Who do you go to for music-related recommendations (aside from Far Out, obviously)? Probably not Kevin Bacon. And yet, the actor has a lot to say about it. You might know him as the light-footed high school kid from Footloose or that astronaut with the steamy shower scene in Apollo 13. Maybe you know him from all those EE television adverts if you’re in the UK or for being the official spokesperson for the US egg industry. With a name like that, how could he not be?

From an early age, however, Bacon has been a music devotée. His brother, Michael, is nine years older and was already pursuing a music career when Bacon was a kid. He introduced his younger sibling to soul and folk music and eventually moved to Nashville to make good on his dreams. Bacon himself dabbled in various instruments, including drums and guitar. These days, the siblings have a band called the Bacon Brothers. 
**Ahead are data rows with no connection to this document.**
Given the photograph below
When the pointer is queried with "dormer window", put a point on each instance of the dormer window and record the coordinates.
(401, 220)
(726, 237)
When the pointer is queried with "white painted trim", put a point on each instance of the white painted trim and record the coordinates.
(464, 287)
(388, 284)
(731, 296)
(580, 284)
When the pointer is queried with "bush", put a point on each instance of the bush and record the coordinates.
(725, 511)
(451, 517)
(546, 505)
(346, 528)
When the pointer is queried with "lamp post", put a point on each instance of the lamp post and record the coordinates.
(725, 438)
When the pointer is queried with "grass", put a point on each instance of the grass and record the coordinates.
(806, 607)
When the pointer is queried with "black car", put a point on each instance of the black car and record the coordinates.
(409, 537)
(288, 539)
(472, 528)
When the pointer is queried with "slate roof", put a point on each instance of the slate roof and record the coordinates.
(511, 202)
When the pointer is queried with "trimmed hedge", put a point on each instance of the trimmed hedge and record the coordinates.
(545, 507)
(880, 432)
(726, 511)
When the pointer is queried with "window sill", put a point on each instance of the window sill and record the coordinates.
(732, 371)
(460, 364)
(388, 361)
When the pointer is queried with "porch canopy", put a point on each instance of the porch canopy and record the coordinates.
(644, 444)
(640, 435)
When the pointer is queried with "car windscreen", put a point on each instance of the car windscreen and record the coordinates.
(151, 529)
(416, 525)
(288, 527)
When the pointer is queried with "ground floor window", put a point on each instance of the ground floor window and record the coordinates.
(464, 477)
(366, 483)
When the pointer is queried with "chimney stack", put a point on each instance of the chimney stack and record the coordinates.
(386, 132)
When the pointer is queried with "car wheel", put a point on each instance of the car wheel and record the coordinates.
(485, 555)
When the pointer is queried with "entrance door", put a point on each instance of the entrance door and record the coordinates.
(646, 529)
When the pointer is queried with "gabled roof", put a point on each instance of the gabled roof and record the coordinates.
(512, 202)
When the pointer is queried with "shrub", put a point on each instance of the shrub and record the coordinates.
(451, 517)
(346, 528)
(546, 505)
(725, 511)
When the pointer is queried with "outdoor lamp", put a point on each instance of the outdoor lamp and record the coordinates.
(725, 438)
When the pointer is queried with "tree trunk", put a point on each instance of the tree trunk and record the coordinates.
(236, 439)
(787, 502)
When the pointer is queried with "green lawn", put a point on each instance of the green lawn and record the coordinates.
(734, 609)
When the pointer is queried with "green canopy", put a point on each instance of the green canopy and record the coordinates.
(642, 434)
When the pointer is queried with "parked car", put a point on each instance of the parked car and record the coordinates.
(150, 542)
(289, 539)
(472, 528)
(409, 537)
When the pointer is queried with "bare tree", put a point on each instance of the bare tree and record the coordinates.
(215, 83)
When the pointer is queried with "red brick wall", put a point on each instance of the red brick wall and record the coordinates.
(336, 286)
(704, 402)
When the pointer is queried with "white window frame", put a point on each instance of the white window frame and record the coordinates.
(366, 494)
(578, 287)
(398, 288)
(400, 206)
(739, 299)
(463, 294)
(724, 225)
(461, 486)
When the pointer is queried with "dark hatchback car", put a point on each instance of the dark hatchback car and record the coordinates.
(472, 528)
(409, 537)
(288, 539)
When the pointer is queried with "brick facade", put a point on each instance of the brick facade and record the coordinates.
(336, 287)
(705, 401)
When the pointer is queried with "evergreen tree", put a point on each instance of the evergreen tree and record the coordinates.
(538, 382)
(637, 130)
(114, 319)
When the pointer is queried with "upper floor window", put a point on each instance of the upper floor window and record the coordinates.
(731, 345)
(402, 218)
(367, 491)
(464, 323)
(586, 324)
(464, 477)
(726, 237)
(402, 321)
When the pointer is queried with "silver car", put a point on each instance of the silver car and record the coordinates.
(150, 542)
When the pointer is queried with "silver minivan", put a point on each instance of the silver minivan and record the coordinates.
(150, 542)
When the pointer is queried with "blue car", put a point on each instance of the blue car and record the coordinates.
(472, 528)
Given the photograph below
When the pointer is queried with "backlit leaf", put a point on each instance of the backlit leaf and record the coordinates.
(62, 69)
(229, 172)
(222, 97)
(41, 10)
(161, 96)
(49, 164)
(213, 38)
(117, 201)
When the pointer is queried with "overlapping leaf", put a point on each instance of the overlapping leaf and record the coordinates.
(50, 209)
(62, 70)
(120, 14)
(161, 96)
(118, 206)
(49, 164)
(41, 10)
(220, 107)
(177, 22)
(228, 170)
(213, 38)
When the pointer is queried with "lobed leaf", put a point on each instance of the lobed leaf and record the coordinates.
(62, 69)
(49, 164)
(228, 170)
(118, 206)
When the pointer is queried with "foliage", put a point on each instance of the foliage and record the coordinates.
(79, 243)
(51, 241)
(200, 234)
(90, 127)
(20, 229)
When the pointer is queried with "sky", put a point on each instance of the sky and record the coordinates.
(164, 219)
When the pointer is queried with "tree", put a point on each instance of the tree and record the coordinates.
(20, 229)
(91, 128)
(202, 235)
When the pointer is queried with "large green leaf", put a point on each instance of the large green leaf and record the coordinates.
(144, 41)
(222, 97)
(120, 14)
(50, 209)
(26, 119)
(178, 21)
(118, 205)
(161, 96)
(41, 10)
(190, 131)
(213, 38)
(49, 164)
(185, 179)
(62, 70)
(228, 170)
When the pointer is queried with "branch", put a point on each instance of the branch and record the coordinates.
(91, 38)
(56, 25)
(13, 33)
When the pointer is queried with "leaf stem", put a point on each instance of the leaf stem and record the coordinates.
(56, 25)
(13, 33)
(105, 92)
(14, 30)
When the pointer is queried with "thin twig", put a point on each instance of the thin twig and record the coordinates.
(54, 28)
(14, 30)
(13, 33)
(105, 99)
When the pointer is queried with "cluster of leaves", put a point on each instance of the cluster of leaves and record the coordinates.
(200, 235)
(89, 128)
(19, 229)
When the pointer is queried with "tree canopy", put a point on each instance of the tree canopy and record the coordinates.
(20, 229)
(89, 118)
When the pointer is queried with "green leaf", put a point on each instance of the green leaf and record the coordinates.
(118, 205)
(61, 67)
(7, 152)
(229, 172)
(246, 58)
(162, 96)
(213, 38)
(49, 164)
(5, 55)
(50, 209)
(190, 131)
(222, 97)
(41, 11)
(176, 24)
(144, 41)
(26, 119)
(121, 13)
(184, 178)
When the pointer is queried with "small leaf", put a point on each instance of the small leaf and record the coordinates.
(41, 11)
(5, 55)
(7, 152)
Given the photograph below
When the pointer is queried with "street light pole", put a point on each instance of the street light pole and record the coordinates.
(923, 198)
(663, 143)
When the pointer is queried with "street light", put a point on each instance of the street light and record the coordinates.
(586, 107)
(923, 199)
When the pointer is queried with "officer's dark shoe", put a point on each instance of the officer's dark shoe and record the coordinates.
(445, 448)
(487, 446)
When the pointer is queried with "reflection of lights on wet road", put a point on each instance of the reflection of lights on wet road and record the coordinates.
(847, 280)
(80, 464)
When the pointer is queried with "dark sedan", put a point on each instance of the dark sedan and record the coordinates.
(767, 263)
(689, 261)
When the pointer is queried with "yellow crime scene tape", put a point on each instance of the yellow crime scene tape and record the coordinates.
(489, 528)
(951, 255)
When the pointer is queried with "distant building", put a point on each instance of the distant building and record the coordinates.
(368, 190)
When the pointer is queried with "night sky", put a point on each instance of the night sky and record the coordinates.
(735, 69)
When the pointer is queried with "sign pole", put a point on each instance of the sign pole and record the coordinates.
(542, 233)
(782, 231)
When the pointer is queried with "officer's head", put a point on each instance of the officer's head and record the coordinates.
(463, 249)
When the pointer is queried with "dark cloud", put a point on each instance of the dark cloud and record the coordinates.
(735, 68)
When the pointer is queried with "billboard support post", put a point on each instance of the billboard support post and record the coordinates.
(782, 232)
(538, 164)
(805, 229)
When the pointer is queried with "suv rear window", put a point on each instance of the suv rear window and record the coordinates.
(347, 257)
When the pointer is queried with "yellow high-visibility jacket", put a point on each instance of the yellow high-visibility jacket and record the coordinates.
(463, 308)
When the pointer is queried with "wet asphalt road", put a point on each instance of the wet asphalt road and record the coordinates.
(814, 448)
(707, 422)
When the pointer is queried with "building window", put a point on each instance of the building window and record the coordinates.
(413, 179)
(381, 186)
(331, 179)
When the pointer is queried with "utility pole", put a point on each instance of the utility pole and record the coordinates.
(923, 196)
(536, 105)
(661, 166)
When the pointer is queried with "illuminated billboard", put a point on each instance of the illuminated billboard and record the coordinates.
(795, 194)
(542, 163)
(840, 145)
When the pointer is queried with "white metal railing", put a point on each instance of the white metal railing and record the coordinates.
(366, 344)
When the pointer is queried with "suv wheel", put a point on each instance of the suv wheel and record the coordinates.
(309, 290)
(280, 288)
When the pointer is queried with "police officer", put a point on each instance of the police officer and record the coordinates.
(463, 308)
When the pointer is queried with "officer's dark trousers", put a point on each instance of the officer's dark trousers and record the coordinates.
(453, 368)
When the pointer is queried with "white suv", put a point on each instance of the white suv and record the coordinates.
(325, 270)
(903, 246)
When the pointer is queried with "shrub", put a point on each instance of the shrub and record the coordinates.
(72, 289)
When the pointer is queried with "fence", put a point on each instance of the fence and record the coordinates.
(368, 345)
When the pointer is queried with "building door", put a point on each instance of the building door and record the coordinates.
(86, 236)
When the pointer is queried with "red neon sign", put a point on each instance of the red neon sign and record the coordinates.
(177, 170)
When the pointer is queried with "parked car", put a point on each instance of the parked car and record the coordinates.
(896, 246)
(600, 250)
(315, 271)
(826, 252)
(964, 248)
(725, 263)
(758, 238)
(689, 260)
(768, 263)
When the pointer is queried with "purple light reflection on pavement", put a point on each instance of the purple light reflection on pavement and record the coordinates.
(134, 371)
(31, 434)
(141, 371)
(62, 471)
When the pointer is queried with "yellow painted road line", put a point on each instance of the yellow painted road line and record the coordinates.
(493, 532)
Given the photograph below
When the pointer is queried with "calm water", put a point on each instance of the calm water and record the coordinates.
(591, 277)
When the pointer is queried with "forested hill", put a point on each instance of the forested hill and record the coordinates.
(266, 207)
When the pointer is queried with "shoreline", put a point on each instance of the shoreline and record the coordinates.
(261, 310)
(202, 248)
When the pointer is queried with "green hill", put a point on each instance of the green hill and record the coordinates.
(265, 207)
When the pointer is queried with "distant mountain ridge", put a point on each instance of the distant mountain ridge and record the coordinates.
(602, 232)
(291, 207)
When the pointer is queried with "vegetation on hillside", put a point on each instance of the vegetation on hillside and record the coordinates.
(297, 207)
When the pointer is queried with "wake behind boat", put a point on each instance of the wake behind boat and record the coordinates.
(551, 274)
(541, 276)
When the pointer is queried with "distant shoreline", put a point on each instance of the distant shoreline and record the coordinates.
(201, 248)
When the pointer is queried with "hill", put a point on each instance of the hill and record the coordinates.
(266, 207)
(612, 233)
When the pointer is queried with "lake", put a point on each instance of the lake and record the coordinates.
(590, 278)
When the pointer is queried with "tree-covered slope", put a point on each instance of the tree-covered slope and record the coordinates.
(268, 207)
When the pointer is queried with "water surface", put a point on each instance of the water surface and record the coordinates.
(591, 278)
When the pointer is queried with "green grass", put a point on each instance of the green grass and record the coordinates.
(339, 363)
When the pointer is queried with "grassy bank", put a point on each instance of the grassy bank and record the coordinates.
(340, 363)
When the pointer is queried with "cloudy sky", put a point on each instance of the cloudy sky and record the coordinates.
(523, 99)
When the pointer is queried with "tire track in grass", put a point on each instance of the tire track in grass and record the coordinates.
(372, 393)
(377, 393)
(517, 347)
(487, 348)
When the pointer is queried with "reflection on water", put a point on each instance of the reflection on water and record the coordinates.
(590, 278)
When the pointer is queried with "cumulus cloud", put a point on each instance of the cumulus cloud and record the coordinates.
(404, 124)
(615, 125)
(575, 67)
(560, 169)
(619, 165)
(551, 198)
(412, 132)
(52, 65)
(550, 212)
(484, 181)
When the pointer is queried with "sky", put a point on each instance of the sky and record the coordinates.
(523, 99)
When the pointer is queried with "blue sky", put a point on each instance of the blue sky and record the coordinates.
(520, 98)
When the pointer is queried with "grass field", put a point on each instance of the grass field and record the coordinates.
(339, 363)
Whether or not you’re a fan of the actor’s music, there is no questioning his passion for the medium. This was made abundantly clear when he had the opportunity to visit Criterion’s legendary closet recently to pick out a few of his favourite films. After picking up a copy of Akira Kurosawa’s classic Seven Samurai because he has yet to see it, Bacon plucked a documentary off the shelf – 1970’s Gimme Shelter.

“I was a giant Rolling Stones fan,” Bacon said, “And it is one of the most chilling and interesting and disturbing documentaries about the flip-side of crowds and of fandom and of rock ‘n roll. And certainly so emblematic of a turn from the ‘60s ‘Love Child Generation’ to where we kind of went, for a while, in the direction of the ’70s towards the ’80s… it’s just [a] breathtaking, breathtaking movie.”

Directed by the famed Albert and David Maysles, who went on to make Grey Gardens, as well as filmmaker Charlotte Zwerin, Gimme Shelter is a seminal documentary that chronicles the Stones’ infamous 1969 US tour, which included the infamous Altamont Free Concert in San Francisco in which 300,000 members of the Love Generation clashed with a handful of Hells Angels who were hired to provide security for the event. The conflict led to the brutal killing of Meredith Hunter, as well as three other deaths and dozens of injuries.

What was meant to be a celebration of peace and love and rock ‘n roll turned into a landmark cultural moment in which the idealism of the ‘60s collapsed into the chaos and violence that would define much of the ‘70s. Zwerin and the Maysles captured the carnage with an unflinching eye, creating a document of the moment that remains shocking and unnerving to this day.

It isn’t for the faint of heart, but it is one of those rare documentaries in which the filmmakers were not only in the right place at the right time but also capable of presenting what they saw in a way that gives it maximum impact.